For these achievements, Dr. Short received the Ninth Annual Mentorship Award in Clinical Science.

Anna Penn, M.D., Ph.D., has provided new insights into the central role that the placental hormone allopregnanolone plays in orderly fetal brain development, and her research team has created novel experimental models that mimic some of the brain injuries often seen in very preterm babies – an essential step that informs future neuroprotective strategies. Dr. Penn, a clinical neonatologist and developmental neuroscientist, “has been a primary adviser for 40 mentees throughout their careers and embodies Children’s core values of Compassion, Commitment and Connection,” says Claire-Marie Vacher, Ph.D.

For these achievements, Dr. Penn was selected to receive the Ninth Annual Mentorship Award in Basic and Translational Science.

The mentorship awards for Drs. Short and Penn were among dozens of honors given in conjunction with “Frontiers in Innovation,” the Ninth Annual Research and Education Week (REW) at Children’s National. In addition to seven keynote lectures, more than 350 posters were submitted from researchers – from high-school students to full-time faculty – about basic and translational science, clinical research, community-based research, education, training and quality improvement; five poster presenters were showcased via Facebook Live events hosted by Children’s Hospital Foundation.

Two faculty members won twice: Vicki Freedenberg, Ph.D., APRN, for research about mindfulness-based stress reduction and Adeline (Wei Li) Koay, MBBS, MSc, for research related to HIV. So many women at every stage of their research careers took to the stage to accept honors that Naomi L.C. Luban, M.D., Vice Chair of Academic Affairs, quipped that “this day is power to women.”

Here are the 2019 REW award winners:

2019 Elda Y. Arce Teaching Scholars Award
Barbara Jantausch, M.D.
Lowell Frank, M.D.

Suzanne Feetham, Ph.D., FAA, Nursing Research Support Award
Vicki Freedenberg, Ph.D., APRN, for “Psychosocial and biological effects of mindfulness-based stress reduction intervention in adolescents with CHD/CIEDs: a randomized control trial”
Renee’ Roberts Turner for “Peak and nadir experiences of mid-level nurse leaders”

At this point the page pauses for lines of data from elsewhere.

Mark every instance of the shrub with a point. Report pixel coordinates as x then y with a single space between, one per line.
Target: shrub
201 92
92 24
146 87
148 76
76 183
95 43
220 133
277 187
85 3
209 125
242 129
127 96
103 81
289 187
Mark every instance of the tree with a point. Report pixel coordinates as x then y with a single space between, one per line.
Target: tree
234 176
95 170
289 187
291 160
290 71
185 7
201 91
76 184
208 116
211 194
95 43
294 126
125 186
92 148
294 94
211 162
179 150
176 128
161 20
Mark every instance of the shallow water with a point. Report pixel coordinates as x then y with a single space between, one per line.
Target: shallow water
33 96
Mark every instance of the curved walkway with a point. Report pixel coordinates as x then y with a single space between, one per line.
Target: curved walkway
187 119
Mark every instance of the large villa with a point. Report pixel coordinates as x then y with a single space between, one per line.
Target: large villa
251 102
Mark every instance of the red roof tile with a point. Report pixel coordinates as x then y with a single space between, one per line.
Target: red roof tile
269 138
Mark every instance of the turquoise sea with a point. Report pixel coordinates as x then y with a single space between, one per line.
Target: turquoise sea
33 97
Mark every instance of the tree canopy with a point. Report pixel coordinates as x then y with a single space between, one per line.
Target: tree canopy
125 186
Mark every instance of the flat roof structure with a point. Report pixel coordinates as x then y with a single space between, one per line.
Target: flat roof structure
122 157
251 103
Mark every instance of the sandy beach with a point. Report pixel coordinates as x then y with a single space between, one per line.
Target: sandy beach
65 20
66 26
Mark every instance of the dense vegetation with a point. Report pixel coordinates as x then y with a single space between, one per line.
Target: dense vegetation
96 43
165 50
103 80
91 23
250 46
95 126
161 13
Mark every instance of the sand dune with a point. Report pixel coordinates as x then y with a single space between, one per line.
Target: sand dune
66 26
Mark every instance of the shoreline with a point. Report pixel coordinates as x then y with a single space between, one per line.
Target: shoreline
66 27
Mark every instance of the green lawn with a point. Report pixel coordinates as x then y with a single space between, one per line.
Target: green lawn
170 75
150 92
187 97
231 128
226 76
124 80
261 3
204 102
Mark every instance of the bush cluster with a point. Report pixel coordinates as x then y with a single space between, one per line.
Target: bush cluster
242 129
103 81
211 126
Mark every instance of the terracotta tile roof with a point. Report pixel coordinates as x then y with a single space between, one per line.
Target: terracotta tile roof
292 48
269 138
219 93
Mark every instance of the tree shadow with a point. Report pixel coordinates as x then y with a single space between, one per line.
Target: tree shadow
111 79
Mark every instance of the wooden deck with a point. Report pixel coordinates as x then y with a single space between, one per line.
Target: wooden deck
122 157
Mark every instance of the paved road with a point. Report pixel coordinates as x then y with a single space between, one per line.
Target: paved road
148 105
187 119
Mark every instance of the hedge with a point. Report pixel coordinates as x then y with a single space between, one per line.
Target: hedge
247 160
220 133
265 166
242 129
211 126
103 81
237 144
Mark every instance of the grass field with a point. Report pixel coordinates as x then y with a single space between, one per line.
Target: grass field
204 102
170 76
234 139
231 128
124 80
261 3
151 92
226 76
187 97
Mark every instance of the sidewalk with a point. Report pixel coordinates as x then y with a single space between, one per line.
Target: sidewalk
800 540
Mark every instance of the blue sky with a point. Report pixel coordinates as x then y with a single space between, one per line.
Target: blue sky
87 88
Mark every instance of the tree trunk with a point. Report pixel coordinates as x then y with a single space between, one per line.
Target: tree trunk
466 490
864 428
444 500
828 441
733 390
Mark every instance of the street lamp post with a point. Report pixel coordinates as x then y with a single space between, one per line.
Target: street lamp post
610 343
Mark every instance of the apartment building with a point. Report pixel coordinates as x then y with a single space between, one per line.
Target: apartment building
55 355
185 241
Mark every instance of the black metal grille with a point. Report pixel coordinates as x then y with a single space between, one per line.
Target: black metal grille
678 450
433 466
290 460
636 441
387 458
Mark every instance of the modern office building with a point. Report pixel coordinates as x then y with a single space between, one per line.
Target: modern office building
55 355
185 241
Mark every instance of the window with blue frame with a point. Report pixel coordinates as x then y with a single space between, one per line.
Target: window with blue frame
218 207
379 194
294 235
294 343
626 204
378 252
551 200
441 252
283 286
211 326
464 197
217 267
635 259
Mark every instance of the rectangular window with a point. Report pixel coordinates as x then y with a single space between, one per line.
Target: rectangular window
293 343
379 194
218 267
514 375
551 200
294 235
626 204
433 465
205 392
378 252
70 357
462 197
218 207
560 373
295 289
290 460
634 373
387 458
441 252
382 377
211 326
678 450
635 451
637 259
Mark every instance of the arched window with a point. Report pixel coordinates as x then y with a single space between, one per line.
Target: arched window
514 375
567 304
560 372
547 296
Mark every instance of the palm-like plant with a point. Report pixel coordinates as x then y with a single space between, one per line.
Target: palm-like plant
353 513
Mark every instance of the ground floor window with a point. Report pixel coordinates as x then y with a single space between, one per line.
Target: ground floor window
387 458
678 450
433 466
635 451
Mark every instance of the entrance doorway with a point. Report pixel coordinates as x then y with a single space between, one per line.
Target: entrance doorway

2019-2020 Global Health Initiative Exploration in Global Health Awards
Nathalie Quion, M.D., for “Latino youth and families need assessment,” conducted in Washington
Sonia Voleti for “Handheld ultrasound machine task shifting,” conducted in Micronesia
Tania Ahluwalia, M.D., for “Simulation curriculum for emergency medicine,” conducted in India
Yvonne Yui for “Designated resuscitation teams in NICUs,” conducted in Ghana
Xiaoyan Song, Ph.D., MBBS, MSc, “Prevention of hospital-onset infections in PICUs,” conducted in China

Ninth Annual Research and Education Week Poster Session Awards

Basic and Translational Science
Faculty:
Adeline (Wei Li) Koay, MBBS, MSc, for “Differences in the gut microbiome of HIV-infected versus HIV-exposed, uninfected infants”
Faculty: Hayk Barseghyan, Ph.D., for “Composite de novo Armenian human genome assembly and haplotyping via optical mapping and ultra-long read sequencing”
Staff: Damon K. McCullough, BS, for “Brain slicer: 3D-printed tissue processing tool for pediatric neuroscience research”
Staff: Antonio R. Porras, Ph.D., for “Integrated deep-learning method for genetic syndrome screening using facial photographs”
Post docs/fellows/residents: Lung Lau, M.D., for “A novel, sprayable and bio-absorbable sealant for wound dressings”
Post docs/fellows/residents:
Kelsey F. Sugrue, Ph.D., for “HECTD1 is required for growth of the myocardium secondary to placental insufficiency”
Graduate students:
Erin R. Bonner, BA, for “Comprehensive mutation profiling of pediatric diffuse midline gliomas using liquid biopsy”
High school/undergraduate students: Ali Sarhan for “Parental somato-gonadal mosaic genetic variants are a source of recurrent risk for de novo disorders and parental health concerns: a systematic review of the literature and meta-analysis”

Clinical Research
Faculty:
Amy Hont, M.D., for “Ex vivo expanded multi-tumor antigen specific T-cells for the treatment of solid tumors”
Faculty: Lauren McLaughlin, M.D., for “EBV/LMP-specific T-cells maintain remissions of T- and B-cell EBV lymphomas after allogeneic bone marrow transplantation”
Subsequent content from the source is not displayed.